Felix Lederer (25 February 1877 – 26 March 1957) was a Czech musician and conductor.

== Career ==
As a student, Lederer studied at the Prague Conservatory, where he was in a student of Antonín Dvořák, and at the Gesellschaft der Musikfreunde (Society of Music Friends). His professional career started in 1897 when he was engaged as a répétiteur by the Stadttheater in Breslau. Lederer held the post until 1899 when, during the fall, he took the post of second conductor at the Städtischen Bühnen Nürnberg (today the Staatstheater Nürnberg). In 1903 he was engaged as head Kapellmeister of the Stadttheater Augsburg where he stayed for two years.

From 1905 to 1908, Lederer worked in Barmen at the opera house and state theater.

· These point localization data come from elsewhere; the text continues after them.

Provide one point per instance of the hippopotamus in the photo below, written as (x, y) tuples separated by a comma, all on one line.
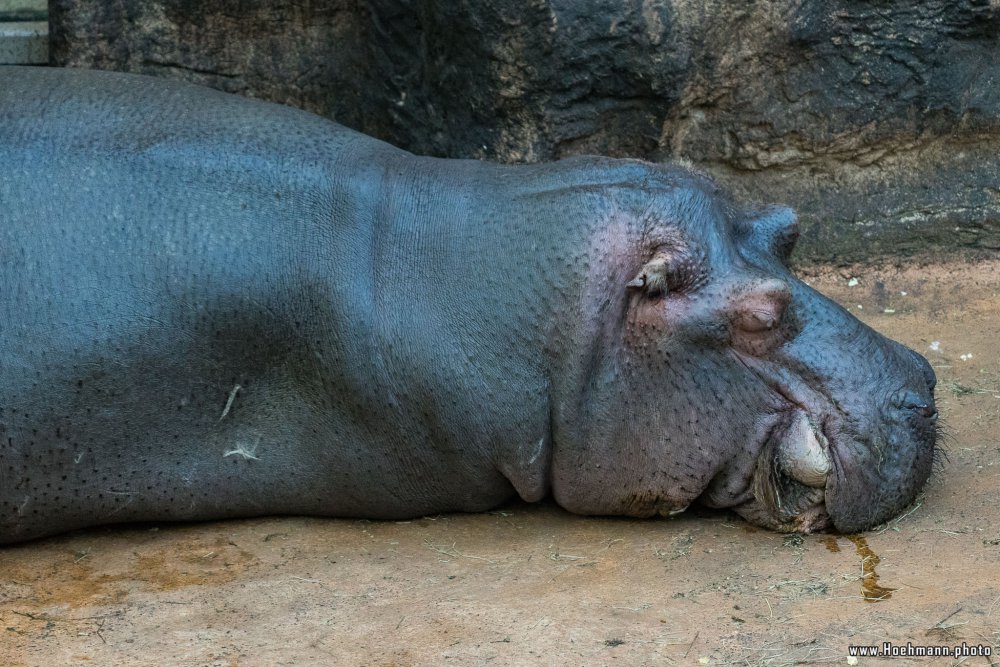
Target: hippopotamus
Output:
[(216, 307)]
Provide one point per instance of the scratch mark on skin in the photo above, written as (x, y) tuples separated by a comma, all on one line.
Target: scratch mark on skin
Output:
[(229, 402), (248, 453)]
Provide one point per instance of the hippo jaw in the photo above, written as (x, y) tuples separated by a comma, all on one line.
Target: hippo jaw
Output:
[(820, 469)]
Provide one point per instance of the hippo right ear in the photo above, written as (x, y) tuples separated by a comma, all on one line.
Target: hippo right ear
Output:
[(652, 277), (774, 231)]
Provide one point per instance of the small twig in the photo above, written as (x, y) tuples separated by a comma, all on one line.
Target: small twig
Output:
[(691, 645)]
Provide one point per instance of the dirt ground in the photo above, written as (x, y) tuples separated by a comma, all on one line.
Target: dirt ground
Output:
[(533, 585)]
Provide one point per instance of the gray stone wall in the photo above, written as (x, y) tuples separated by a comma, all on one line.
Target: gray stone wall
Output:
[(878, 121)]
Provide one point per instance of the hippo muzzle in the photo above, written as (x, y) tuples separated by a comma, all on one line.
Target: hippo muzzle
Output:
[(779, 403)]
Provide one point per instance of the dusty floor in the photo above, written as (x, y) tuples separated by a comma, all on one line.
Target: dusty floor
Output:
[(534, 585)]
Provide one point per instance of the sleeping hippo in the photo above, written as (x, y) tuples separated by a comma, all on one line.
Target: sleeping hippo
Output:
[(217, 307)]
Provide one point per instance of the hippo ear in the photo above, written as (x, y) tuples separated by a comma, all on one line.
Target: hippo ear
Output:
[(774, 231), (655, 276)]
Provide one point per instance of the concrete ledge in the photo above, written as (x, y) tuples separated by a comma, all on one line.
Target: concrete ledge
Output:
[(24, 43)]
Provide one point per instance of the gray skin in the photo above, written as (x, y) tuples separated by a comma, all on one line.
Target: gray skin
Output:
[(216, 307)]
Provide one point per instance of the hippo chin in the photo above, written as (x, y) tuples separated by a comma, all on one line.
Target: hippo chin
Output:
[(216, 307)]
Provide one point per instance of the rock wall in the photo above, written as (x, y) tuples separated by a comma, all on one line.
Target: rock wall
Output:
[(878, 121)]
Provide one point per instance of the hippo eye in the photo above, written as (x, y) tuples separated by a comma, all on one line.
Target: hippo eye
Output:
[(774, 231)]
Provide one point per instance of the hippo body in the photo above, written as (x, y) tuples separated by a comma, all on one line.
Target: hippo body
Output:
[(216, 307)]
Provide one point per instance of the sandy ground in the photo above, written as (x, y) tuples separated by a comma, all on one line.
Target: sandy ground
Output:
[(533, 585)]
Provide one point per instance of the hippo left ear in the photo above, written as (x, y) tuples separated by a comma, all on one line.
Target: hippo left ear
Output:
[(774, 231)]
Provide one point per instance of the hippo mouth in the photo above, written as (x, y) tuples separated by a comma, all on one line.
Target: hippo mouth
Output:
[(790, 481)]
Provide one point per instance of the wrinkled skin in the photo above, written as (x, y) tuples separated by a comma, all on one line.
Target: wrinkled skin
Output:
[(215, 307)]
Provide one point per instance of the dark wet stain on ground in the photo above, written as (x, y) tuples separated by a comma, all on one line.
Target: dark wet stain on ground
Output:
[(870, 590)]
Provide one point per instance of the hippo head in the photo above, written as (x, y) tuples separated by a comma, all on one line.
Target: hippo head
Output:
[(711, 373)]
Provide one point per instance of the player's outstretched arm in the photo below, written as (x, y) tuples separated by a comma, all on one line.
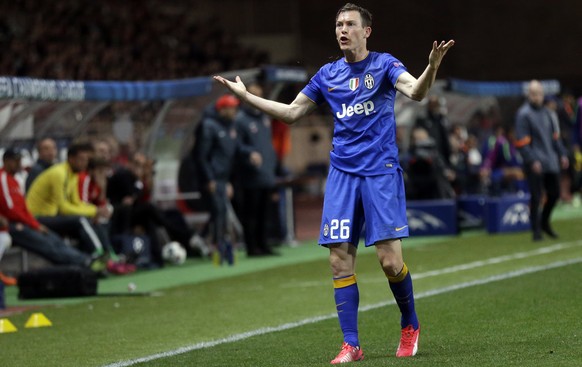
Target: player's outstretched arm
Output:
[(417, 89), (288, 113)]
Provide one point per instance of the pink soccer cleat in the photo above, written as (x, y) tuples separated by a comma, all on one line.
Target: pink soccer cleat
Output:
[(348, 354), (408, 342)]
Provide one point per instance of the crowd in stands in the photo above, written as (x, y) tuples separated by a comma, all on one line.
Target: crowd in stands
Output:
[(89, 209), (115, 40), (446, 160)]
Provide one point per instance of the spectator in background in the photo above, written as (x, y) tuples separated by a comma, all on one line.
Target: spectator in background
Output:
[(257, 181), (502, 167), (539, 143), (54, 199), (215, 151), (435, 122), (425, 169), (47, 156), (129, 191), (26, 231), (92, 183), (5, 243)]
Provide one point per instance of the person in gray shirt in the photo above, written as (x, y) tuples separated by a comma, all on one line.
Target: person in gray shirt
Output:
[(538, 141)]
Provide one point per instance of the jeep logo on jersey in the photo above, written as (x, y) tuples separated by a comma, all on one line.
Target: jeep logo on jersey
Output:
[(354, 83), (516, 214), (369, 81), (357, 109)]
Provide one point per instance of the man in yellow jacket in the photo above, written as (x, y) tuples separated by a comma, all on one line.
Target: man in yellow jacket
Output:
[(53, 198)]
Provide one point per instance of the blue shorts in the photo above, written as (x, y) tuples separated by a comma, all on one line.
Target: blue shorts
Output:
[(350, 201)]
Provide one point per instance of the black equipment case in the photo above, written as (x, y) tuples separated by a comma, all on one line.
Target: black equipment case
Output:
[(56, 282)]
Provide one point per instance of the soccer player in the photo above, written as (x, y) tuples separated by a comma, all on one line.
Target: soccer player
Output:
[(365, 179)]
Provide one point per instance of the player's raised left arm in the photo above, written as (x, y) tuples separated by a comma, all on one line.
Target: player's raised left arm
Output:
[(288, 113), (417, 89)]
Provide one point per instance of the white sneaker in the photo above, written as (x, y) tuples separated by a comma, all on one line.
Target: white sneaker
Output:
[(198, 243), (5, 242)]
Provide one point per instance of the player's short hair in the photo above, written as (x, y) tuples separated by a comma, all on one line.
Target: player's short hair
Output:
[(364, 13)]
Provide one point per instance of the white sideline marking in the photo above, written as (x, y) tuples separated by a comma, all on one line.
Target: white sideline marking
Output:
[(292, 325)]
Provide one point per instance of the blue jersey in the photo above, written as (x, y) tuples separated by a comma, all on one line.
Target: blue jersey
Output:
[(361, 96)]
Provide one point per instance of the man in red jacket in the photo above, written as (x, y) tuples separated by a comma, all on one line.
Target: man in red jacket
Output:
[(25, 230)]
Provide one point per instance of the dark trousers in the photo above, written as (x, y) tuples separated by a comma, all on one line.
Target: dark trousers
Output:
[(149, 217), (93, 238), (47, 245), (538, 183), (254, 218)]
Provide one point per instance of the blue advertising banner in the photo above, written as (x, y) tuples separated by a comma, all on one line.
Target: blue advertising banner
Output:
[(507, 214)]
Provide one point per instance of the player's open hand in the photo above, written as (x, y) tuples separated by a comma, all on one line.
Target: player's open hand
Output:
[(438, 52), (237, 87)]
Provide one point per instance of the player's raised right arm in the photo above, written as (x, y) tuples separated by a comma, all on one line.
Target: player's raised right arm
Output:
[(289, 113)]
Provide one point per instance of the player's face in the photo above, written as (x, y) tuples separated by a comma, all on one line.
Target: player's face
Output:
[(536, 94), (80, 161), (351, 35)]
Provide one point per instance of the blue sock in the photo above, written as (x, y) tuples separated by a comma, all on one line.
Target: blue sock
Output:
[(401, 286), (347, 299)]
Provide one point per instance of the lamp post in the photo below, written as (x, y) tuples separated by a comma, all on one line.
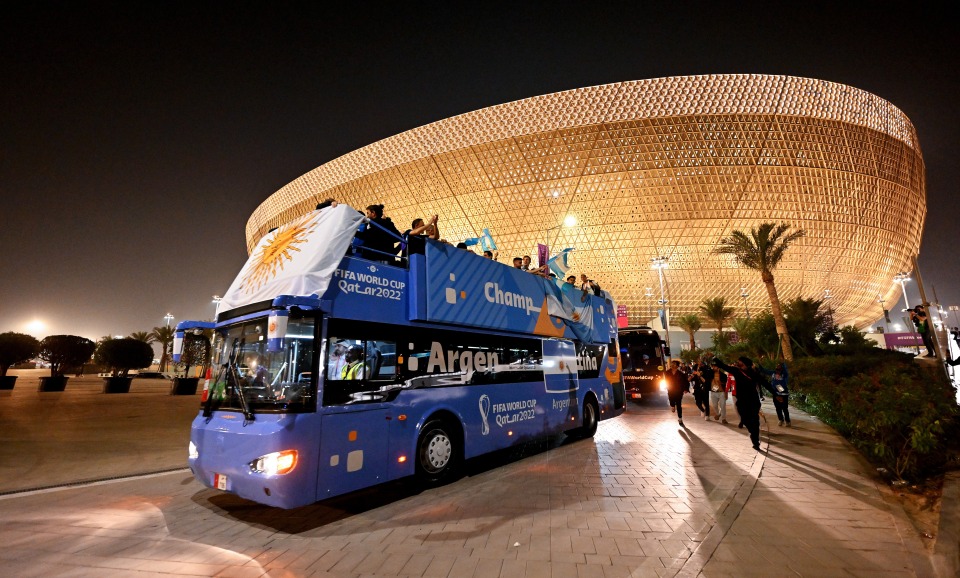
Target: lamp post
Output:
[(902, 278), (568, 221), (660, 263), (827, 296), (883, 313)]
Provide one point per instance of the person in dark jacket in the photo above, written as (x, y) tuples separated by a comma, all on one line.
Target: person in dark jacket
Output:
[(676, 386), (379, 242), (781, 393), (748, 395), (701, 388)]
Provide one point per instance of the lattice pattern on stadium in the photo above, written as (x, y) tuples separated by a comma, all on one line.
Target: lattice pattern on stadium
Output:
[(655, 167)]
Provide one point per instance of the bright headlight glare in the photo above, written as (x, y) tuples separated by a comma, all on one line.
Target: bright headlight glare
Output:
[(276, 463)]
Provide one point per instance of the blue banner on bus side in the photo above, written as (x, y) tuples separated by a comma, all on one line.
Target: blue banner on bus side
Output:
[(467, 289), (363, 289)]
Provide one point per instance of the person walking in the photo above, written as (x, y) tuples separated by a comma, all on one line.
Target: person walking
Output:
[(748, 396), (701, 389), (716, 381), (731, 389), (780, 391), (676, 386)]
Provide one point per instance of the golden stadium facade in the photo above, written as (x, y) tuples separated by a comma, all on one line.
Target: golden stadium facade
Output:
[(666, 167)]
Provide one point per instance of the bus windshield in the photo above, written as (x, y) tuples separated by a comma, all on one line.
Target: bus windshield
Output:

From 1908 to 1910, he directed at the state theater of Bremen. He then moved to the National Theatre Mannheim, where he was the general music director of the opera until 1922. During this time he also conducted concerts at the Mannheim Musikverein concerts. In 1922 Lederer moved to Saarbrücken where he remained until 1935, at which time he was banned from performance by the Nazi Reichskulturkammer for being Jewish.

In 1946, Lederer was offered a professorship at the Berlin University of the Arts. There he was a professor of conducting and a director of the opera school until 1952, at which time he devoted all of his energy to conducting. He continued to perform as a successful concert conductor until his death in 1957.